Lola, who are the champion manufacturers in IndyCars through their 'special relationship' with Mansell's Newman-Haas team, say they do not really mind which of their cars wins on Sunday, but they would be 'very disappointed' if none of them does.

Broadley believes that IndyCars and Formula One can co-exist happily but that the latter is becoming a little messy as the governing body tries to close the gap between the teams by limiting technology. In this regard IndyCars have an advantage because the teams govern the sport.

In the case of Formula One, Broadley says technology has 'spread the field too wide' and that 'the teams must get together and agree' on the rate of development. Then he says: 'If you allow technology to go wild in CART racing, you'll destroy it.'

Lola have been in and out of Formula One with mixed results. Broadley said he would like the company to have their own team but with a minimum requirement of pounds 10m even to think about going to a grand prix, he has settled for a partnership with Scuderia Italia.
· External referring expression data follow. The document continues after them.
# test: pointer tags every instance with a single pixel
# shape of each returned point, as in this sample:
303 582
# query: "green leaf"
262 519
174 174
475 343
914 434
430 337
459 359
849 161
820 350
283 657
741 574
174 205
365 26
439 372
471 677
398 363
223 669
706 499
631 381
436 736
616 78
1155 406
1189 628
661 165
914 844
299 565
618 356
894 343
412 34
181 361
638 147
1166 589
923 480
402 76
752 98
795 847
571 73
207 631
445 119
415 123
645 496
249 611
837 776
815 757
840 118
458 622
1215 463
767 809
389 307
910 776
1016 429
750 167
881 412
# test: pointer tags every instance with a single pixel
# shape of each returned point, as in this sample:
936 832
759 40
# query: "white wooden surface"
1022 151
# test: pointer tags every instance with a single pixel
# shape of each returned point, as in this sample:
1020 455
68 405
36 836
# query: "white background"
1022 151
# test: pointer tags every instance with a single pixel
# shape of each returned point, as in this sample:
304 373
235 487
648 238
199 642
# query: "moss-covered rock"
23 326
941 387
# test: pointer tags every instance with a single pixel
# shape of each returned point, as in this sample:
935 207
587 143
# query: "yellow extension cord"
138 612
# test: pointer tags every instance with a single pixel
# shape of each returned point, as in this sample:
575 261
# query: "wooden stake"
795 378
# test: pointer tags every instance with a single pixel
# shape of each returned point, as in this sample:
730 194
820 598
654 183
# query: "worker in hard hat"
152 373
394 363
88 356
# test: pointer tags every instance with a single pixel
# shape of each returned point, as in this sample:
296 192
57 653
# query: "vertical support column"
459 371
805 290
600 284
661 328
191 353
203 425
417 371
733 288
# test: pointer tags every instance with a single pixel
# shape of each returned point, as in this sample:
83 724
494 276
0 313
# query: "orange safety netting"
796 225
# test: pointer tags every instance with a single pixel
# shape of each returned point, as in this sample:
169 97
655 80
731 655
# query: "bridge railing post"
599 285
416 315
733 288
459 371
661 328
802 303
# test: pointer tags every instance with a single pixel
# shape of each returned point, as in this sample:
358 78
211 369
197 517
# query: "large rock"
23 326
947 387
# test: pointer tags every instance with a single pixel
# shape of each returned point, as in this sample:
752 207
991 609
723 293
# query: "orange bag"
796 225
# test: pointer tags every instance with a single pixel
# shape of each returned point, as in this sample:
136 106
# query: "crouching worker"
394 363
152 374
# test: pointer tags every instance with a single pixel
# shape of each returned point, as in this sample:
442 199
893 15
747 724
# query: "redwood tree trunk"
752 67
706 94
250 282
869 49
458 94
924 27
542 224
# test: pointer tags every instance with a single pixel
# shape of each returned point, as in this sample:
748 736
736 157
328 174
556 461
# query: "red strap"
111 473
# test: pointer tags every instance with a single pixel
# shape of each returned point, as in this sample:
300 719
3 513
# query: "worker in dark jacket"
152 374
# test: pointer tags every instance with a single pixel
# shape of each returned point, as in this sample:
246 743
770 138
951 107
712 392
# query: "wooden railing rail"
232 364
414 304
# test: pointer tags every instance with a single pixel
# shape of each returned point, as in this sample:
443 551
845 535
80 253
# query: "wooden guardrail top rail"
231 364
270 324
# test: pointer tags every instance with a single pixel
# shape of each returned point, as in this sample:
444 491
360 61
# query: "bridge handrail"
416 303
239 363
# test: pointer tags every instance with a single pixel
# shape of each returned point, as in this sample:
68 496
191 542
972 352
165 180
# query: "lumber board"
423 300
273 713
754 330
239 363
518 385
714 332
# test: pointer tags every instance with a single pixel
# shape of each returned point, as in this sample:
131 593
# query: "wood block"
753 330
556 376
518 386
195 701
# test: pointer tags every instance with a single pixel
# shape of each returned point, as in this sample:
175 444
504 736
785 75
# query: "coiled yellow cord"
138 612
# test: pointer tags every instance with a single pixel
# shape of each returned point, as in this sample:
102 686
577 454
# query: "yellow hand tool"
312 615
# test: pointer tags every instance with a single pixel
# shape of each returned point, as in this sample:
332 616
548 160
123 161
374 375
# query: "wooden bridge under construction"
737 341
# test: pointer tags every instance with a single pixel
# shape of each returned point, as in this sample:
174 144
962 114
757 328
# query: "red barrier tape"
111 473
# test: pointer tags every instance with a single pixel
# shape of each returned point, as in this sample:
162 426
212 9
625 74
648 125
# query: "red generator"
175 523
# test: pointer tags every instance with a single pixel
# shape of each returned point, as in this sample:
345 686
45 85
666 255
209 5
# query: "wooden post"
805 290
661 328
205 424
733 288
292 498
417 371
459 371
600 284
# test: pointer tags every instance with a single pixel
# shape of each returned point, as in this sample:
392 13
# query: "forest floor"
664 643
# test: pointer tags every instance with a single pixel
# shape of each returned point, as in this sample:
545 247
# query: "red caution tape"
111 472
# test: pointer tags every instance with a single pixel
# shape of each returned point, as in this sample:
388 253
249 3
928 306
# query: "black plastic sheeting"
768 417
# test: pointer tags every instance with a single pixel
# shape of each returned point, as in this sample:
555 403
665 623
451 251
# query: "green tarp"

Broadley says Lola build Formula One cars and IndyCars basically the same way but for two main differences, necessitated by the rules governing the two forms of racing. For one, IndyCar engines are turbo- charged and therefore require appropriate housing; and, as Broadley says, 'a Formula One car is a brick. They have a flat bottom while IndyCars have aerodynamic under-wing shapes. The rules govern the aero-

dynamic differences.'

Lola's commitment to IndyCars dates back to their first year in the US, 1965, and their victory in the Indy 500 the following year with the rookie Graham Hill at the wheel. Now, even if they do not like to boast about it, they are consistently beating the Americans in their own Brickyard.